In the old days, a rookie quarterback often went unrecognized in public, which eliminated the stress of instant fame. Salaries that were modest by today's standards added to a sense of normality.

But a quarterback today is the nerve center for a metropolitan region on game day, which is why temperament is as important as talent to NFL scouts.

In his first month as a starter, Leaf had a shouting match with a writer, apologized, complained that he didn't like being booed, then apologized again, establishing a career pattern.

The following summer, he skipped a voluntary mini-camp to play in a charity golf tournament. He confronted a heckler at the Chargers training camp, then was fined $10,000 by the NFL for not wearing team-issued clothing on the sideline during a preseason game.

"Who knows how good Ryan Leaf could have been?" Beuerlein said. "He was pretty emotionally immature, and didn't know how to handle it and got worked up by little things and very distracted.

"You're living in a fishbowl, under a microscope, whatever cliché you want to use. And the pressure is tremendous.
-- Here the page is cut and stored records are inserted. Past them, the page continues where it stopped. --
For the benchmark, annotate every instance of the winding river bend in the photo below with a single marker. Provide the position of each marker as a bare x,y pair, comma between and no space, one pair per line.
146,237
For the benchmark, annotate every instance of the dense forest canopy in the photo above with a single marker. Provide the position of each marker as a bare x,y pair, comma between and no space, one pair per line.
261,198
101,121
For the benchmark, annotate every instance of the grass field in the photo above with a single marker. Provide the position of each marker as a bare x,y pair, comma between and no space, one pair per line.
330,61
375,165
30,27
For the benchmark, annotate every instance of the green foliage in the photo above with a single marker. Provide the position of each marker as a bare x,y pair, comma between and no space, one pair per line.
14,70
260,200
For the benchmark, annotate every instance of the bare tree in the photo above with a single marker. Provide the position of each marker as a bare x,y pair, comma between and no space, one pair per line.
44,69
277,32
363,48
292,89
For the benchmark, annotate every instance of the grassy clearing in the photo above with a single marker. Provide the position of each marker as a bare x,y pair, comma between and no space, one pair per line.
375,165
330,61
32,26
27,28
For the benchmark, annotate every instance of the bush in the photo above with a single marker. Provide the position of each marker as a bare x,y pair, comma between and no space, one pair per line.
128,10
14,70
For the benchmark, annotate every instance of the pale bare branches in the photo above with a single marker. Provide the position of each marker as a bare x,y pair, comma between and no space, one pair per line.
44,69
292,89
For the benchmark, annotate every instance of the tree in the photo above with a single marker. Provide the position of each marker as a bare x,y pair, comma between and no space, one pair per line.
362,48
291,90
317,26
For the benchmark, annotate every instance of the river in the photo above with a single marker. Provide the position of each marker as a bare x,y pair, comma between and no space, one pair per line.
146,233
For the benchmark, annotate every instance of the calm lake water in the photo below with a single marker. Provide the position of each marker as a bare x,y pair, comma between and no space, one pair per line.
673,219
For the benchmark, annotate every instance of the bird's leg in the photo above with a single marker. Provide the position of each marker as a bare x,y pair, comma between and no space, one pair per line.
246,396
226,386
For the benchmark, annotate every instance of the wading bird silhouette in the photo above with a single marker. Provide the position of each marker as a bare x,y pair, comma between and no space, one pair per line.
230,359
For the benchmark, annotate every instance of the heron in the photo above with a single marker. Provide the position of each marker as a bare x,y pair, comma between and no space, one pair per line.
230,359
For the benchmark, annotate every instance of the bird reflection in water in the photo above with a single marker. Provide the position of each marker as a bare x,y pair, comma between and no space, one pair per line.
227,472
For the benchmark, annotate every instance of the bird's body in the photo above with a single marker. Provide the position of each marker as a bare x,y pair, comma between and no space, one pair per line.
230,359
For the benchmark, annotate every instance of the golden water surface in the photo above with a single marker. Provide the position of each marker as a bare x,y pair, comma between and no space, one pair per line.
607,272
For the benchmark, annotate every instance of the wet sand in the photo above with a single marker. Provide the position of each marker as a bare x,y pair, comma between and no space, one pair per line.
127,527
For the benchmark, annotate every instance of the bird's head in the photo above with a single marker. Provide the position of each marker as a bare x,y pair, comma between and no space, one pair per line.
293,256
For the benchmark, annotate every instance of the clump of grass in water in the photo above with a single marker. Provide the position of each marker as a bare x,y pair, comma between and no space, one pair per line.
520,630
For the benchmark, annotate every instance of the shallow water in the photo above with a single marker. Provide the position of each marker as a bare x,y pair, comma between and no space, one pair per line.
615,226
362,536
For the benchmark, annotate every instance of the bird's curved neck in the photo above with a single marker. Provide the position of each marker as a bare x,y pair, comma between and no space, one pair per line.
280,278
You have to be incredibly mature for your age - and incredibly secure - to deal with it.

"It's a huge adjustment to come out of college never having money, and all of a sudden . . . you're trying to get your affairs in order, but people are pulling from all directions, which makes it hard to focus on all the things you need to be focused on."

In 1990, Jeff George signed a rookie contract worth $2.2 million - a record at the time - to play in his hometown of Indianapolis. Though blessed with a remarkable arm, the Colts went 8-24 his first two seasons. George mocked a lineman, screamed at a rookie receiver and pouted when fans offered advice.

In 1992 the Colts finished 9-7, and it appeared George was on his way. But he blew it by flying home with friends after the last game instead of celebrating on the team plane. In Atlanta his acrimonious relationship with management led to a sideline temper tantrum, suspension and another bitter departure.

In 1998, Indianapolis general manager Bill Polian decided to screen all personal-appearance inquiries for Manning, and assigned an employee to deal with the rookie's autograph requests. In Houston, Texans coach Dom Capers convinced Carr to put off endorsement deals for at least a year. Carr also surrounded himself with family members.

Nothing could save Shuler, the third overall pick in 1994. A 13-day holdout hampered his development and made him a target of fan resentment after he finally signed an eight-year, $19.25 million deal.

He suffered a foot injury and went wire-to-wire in only two Washington victories. In 1997, after a mistake-filled season with the New Orleans Saints, he faded away.

Today, he runs a business in Knoxville, Tenn., and trains his retrievers in the nearby hills.